The most crucial idea is the following lemma: Lemma: Let $ n$ be some positive integer, greater than $ 3$.For an arbitrary set of points, $ A_1,A_2,\dots, A_n$, define point $ P$, which lies in the plane of points $ A_1,A_2,\dots, A_n$, as a point, sum of distances from which to the points $ A_i$ reaches minimum. Then the following equation holds: \[ \sum_{i = 1}^{n}\frac {\overline{PA_i}}{|PA_i|} = 0 \] Proof: Let me just to sketch it out: Suppose that $ (x,y)$ are the coordinates of the point $ P$, and $ (x_i,y_i)$, where $ i = 0,1,2,\dots,n$, are the coordinates of points $ Q,A_1,A_2,\dots, A_n$, respectively. Denote by $ f_Q(x,y) = |\overline{PQ}|$. If positive reals $ \alpha, \beta$ satisfy to the following conditions: 1. $ \alpha + \beta = 1$ 2. There exist two points $ P'(x',y')$ and $ P''(x'',y'')$, so that: \[ x = \alpha\cdot x' + \beta\cdot x'', y = \alpha\cdot y' + \beta\cdot y'' \] Therefore, $ f_Q(\alpha\cdot x' + \beta\cdot x'', \alpha\cdot y' + \beta\cdot y'') = |\overline{PQ}| < \alpha|\overline{QP'}| + \beta|\overline{QP''}| =$ $ = \alpha f_Q\left(x',y'\right) + \beta f_Q\left(x'',y''\right)$. It means that $ f_Q$ is a strictly convex function, hence, it has only one minimum point. Afterwards, we might use the fact that, in order to reach minimum at some point, for every unit vector $ \overline{e} = (\cos{\alpha},\sin{\alpha})$, derivative of the function in the line of $ e$ must be nonnegative. Using this property and recalling that sum of derivatives is derivative of the sum, we get the desired equation. $ \square$. Obviously if these points, $ A_1,A_2,\dots A_n$ form regular $ n$-gon, then the point $ X$ coincides with center of $ n$-gon. I am going to prove a slightly stronger result, namely, define points $ B_i$ as intersection with circumcircle of $ n$-gon, instead of intersection with its boundary.

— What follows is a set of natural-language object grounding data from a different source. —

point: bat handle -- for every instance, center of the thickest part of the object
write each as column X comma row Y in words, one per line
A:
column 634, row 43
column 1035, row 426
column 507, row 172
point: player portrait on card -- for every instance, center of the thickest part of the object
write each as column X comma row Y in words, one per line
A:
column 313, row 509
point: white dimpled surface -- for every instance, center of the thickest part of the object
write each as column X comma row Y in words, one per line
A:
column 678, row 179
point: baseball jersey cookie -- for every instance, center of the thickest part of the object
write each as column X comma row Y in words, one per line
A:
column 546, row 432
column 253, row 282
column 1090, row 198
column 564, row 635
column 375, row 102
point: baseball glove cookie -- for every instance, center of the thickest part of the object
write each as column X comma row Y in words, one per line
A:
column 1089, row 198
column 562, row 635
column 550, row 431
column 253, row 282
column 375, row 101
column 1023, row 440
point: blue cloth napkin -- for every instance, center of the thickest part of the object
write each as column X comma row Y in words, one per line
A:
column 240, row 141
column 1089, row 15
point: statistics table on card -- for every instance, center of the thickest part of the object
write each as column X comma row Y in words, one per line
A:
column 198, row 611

If $ O$ is the center and $ R$ is the circumradius, then $ \sum_{i = 1}^{n}PA_i + \sum_{i = 1}^{n}PB_i\leq 2 \sum_{i = 1}^{n} OA_i\leq 2\sum_{i = 1}^{n} PA_i$. Therefore, $ \sum_{i = 1}^{n} PA_i\ge \sum_{i = 1}^{n} PB_i$ $ \blacksquare$

Is there any easier, non-calculus proof of Erken's lemma?

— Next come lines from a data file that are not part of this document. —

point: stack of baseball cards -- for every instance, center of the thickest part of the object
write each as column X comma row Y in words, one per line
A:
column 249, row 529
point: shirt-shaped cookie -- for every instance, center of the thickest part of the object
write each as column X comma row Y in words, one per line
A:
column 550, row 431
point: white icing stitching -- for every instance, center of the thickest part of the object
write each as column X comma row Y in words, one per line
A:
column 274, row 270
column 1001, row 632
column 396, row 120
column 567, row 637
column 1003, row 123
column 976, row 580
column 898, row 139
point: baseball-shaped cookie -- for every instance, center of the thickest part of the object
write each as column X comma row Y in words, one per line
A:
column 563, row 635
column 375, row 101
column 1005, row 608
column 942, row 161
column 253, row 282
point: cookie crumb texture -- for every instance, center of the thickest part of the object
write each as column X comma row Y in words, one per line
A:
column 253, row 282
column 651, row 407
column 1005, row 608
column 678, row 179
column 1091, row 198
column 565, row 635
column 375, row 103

We look $A_i=A_j$ iff $n \mid i-j$ Note that if $k=\lfloor \frac{n}{2} \rfloor +1$, $A_1A_k$ is longest diagonal of that polygons We have $A_iP+PB_i =A_iB_i \leq d$ and $A_iP+PA_{i+k}\geq A_iA_{i+k}=d$ for each $i=1,2,...,n$ Summing up the inequality give us $2\sum_{i=1}^{n}{PA_i} \geq nd \geq \sum_{i=1}^{n}{PA_i +PB_i}$ So $\sum_{i=1}^n{PA_i} \geq \sum_{i=1}^{n}{PB_i}$

ThE-dArK-lOrD wrote: Note that if $k=\lfloor \frac{n}{2} \rfloor +1$, $A_1A_k$ is longest diagonal of that polygons We have $A_iP+PB_i =A_iB_i \leq d$ and $A_iP+PA_{i+k}\geq A_iA_{i+k}=d$ for each $i=1,2,...,n$ when $n$ is even, $A_iA_{i+k}$ is not the longest diagonal of that polygon, but $A_iA_{i+k-1} is$.